After months of worried speculation following the news last September that co-founder Hayao Miyazaki is retiring, it appeared this weekend that the worst fears for the future of Studio Ghibli had come true. Yet while the company’s co-founder and current general manager Toshio Suzuki went on Japanese TV to announce that the beloved animation studio will be taking a break from production to consider its future, he stopped short of saying it’s in danger of shutting forever.
The studio that brought the world such delightful classics as My Neighbour Totoro, Spirited Away, The Cat Returns and Howl’s Moving Castle will take its current focus away from making new films, and manage the copyright and licensing trademarks from its existing library. While an original report had Suzuki announcing an effective closure of the studio, further digging by the likes of Kotaku has instead pointed to team Ghibli instead taking a break to restructure the company and figure out a way to economise to maintain its future as a working studio.

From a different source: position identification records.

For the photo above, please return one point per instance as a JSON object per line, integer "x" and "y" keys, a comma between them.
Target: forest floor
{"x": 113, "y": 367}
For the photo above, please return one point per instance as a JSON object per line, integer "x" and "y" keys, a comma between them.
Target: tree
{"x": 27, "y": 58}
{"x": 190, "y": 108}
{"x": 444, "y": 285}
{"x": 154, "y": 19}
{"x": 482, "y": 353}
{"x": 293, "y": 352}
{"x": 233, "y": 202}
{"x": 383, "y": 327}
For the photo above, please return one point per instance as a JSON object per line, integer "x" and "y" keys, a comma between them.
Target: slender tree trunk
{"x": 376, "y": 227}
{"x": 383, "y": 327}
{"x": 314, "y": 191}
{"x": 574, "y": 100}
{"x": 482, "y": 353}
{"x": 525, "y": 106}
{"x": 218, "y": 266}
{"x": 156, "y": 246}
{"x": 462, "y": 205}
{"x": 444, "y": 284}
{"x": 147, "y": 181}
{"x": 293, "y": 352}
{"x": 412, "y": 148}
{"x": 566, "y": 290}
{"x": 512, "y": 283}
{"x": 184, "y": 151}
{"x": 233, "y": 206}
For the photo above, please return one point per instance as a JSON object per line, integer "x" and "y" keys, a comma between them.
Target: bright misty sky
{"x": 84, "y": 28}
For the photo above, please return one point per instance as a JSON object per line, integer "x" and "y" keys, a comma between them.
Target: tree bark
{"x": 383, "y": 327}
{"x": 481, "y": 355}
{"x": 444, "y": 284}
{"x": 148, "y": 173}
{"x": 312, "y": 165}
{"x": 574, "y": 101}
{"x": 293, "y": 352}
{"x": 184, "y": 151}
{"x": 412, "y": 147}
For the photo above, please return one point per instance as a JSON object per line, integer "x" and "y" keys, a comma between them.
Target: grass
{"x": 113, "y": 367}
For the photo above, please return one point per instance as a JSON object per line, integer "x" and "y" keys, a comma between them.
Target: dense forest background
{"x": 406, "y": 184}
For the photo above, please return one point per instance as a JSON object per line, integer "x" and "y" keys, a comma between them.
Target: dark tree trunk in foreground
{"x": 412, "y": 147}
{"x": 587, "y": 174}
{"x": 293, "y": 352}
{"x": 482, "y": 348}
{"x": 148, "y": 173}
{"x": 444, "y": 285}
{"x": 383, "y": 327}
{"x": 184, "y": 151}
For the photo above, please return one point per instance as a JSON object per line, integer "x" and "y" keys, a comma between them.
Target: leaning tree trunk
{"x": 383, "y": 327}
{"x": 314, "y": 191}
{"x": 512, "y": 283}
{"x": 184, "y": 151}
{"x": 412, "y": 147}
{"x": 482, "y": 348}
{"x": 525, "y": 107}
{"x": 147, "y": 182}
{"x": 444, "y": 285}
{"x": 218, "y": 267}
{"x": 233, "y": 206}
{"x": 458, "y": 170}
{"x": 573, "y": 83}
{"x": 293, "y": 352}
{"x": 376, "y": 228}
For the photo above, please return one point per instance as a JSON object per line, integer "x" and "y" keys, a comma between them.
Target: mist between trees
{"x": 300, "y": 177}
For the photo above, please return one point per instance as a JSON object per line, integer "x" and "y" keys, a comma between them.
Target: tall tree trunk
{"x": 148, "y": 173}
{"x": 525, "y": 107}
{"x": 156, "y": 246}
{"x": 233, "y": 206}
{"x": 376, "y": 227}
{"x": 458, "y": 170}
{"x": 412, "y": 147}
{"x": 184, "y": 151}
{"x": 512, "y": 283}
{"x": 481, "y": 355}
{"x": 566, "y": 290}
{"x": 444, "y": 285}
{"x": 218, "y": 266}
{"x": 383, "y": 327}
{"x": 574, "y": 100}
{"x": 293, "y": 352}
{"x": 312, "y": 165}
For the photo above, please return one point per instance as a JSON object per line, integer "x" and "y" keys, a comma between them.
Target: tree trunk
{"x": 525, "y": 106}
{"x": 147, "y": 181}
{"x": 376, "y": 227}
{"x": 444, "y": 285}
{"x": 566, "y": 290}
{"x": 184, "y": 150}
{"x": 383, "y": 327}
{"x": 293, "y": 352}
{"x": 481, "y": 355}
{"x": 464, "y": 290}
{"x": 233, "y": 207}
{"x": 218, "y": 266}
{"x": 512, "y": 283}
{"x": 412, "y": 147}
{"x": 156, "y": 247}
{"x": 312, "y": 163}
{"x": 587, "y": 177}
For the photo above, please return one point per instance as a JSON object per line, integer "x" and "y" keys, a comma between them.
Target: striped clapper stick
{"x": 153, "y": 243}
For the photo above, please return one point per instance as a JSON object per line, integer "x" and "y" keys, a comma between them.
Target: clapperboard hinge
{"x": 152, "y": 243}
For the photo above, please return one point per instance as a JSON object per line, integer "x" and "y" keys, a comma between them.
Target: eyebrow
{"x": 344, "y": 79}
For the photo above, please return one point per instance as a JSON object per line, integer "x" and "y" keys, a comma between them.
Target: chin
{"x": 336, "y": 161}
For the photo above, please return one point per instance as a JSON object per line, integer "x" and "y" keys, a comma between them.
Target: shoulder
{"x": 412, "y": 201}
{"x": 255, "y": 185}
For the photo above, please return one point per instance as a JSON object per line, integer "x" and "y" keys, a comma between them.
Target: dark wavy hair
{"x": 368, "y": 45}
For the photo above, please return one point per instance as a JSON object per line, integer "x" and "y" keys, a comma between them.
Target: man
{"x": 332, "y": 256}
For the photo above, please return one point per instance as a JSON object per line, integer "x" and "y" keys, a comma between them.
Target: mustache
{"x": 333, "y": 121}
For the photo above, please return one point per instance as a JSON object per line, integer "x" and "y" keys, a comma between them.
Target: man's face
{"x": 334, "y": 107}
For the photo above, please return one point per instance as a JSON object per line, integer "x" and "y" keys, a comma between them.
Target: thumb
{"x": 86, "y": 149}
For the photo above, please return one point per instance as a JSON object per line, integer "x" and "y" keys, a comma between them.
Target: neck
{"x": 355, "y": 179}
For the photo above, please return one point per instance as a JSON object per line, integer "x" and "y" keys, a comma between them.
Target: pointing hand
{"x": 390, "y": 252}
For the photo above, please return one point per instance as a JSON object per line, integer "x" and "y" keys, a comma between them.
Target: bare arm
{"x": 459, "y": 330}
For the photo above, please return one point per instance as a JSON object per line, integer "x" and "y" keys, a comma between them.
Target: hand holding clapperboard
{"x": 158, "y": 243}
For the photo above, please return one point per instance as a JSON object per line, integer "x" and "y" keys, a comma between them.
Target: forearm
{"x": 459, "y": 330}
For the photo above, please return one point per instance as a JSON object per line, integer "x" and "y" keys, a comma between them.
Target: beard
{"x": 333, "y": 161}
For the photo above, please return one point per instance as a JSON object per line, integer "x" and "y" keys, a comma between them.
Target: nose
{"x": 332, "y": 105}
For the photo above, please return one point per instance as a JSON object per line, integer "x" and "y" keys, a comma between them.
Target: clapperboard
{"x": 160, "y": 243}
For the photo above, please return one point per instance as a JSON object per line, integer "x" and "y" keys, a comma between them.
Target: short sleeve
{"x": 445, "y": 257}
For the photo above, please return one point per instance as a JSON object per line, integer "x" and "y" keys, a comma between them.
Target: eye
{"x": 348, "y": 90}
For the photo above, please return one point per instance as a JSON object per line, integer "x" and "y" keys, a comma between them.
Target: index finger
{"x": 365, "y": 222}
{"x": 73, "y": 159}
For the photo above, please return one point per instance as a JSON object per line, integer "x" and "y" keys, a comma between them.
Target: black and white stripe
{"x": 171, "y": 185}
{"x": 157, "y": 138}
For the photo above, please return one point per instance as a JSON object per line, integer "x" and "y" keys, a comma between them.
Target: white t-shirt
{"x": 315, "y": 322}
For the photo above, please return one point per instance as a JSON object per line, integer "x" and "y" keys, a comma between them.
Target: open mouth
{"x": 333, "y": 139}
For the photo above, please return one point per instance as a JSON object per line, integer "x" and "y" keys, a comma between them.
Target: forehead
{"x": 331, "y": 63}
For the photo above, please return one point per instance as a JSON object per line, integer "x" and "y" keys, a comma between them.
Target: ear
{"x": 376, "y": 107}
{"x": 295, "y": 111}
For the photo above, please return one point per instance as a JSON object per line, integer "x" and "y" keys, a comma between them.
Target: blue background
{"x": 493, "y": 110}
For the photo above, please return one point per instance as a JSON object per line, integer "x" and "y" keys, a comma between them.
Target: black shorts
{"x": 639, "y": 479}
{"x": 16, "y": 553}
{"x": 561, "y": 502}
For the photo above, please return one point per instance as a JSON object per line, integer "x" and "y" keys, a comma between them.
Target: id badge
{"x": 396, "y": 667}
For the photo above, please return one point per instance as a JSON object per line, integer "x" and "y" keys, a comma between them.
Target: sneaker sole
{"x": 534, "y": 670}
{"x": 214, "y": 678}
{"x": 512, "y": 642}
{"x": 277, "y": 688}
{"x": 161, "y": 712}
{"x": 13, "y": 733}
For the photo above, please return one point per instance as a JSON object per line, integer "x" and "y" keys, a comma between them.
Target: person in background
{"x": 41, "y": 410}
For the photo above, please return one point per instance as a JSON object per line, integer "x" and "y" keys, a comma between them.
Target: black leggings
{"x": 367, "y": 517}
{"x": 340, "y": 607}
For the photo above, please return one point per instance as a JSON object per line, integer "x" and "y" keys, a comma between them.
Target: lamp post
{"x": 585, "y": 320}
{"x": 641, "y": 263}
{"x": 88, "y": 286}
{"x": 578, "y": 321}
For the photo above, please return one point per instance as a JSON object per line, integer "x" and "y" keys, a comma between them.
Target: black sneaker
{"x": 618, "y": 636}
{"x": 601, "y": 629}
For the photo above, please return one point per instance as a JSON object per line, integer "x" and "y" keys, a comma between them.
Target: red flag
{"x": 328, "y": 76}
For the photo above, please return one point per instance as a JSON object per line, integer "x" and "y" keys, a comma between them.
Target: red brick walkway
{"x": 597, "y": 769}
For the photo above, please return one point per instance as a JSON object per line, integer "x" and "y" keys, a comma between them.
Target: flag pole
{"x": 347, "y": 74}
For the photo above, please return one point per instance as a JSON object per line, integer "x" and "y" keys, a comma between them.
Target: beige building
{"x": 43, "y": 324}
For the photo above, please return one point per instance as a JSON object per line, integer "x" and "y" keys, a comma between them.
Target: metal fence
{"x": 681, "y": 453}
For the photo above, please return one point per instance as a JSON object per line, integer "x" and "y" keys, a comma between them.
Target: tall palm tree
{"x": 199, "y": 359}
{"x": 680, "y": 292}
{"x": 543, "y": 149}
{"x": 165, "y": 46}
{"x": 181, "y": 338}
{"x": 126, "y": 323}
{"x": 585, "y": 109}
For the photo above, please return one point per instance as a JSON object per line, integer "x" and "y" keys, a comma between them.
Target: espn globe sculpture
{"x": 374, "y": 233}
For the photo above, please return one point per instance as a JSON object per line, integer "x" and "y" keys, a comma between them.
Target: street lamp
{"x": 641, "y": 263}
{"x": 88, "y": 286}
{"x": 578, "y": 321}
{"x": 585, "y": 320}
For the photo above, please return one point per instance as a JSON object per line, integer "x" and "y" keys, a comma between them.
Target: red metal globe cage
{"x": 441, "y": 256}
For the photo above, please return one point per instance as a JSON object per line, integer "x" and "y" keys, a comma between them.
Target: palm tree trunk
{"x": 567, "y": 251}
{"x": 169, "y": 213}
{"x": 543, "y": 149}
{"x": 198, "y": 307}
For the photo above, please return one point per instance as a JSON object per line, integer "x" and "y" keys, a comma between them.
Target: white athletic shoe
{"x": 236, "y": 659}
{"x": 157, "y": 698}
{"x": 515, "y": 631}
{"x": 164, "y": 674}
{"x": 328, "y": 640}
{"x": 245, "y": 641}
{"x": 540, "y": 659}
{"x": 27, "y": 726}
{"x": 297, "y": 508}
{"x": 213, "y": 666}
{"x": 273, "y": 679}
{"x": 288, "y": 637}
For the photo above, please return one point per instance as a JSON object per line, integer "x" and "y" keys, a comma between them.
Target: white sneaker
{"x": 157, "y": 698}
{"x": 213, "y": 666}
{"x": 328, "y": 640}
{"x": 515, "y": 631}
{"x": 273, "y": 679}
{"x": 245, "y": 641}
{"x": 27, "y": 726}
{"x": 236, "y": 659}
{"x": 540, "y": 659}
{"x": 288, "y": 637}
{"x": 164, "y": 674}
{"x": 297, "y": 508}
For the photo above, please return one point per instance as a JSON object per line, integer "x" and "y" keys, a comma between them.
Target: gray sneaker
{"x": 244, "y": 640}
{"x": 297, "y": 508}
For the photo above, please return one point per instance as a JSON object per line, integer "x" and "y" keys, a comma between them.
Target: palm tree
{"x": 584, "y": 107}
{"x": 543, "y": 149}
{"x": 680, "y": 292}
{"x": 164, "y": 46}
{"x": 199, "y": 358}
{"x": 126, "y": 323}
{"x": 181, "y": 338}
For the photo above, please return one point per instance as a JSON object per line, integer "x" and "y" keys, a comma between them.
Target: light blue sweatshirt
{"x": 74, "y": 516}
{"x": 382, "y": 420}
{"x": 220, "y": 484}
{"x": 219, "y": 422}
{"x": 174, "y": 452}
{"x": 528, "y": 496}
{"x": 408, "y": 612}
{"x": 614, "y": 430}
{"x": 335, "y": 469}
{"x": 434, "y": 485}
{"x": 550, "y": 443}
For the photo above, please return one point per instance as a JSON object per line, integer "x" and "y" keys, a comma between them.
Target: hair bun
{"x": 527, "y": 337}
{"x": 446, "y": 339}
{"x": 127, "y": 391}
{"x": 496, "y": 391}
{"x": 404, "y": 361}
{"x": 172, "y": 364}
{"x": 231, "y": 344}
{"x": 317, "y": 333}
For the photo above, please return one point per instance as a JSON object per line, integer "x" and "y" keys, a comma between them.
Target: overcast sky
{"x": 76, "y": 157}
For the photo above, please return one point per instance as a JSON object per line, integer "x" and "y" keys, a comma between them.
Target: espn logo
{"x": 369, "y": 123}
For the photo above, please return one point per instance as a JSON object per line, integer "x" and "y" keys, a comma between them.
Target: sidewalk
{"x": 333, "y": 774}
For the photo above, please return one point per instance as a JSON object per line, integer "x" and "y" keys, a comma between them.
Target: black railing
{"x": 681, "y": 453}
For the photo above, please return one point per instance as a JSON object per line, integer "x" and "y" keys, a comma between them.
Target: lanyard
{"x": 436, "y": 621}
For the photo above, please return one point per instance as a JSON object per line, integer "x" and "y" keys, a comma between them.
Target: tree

Part of the reason for the breather has been the rising costs and disappointing box-office returns for some of the company’s most recent films. With the team preferring to keep production in-house as opposed to the cheaper option of sending work overseas, the expense of making new movies has become prohibitive. There’s no word on whether the company’s films in development will be permanently shuttered, and it still has When Marnie Was There – which doesn’t have a UK release date yet – ready for the world to see.
Though the company’s fortunes don’t appear to be in perfect shape, this hopefully means Studio Ghibli as we know it won’t close its doors for good, which would be a sad loss for cinema.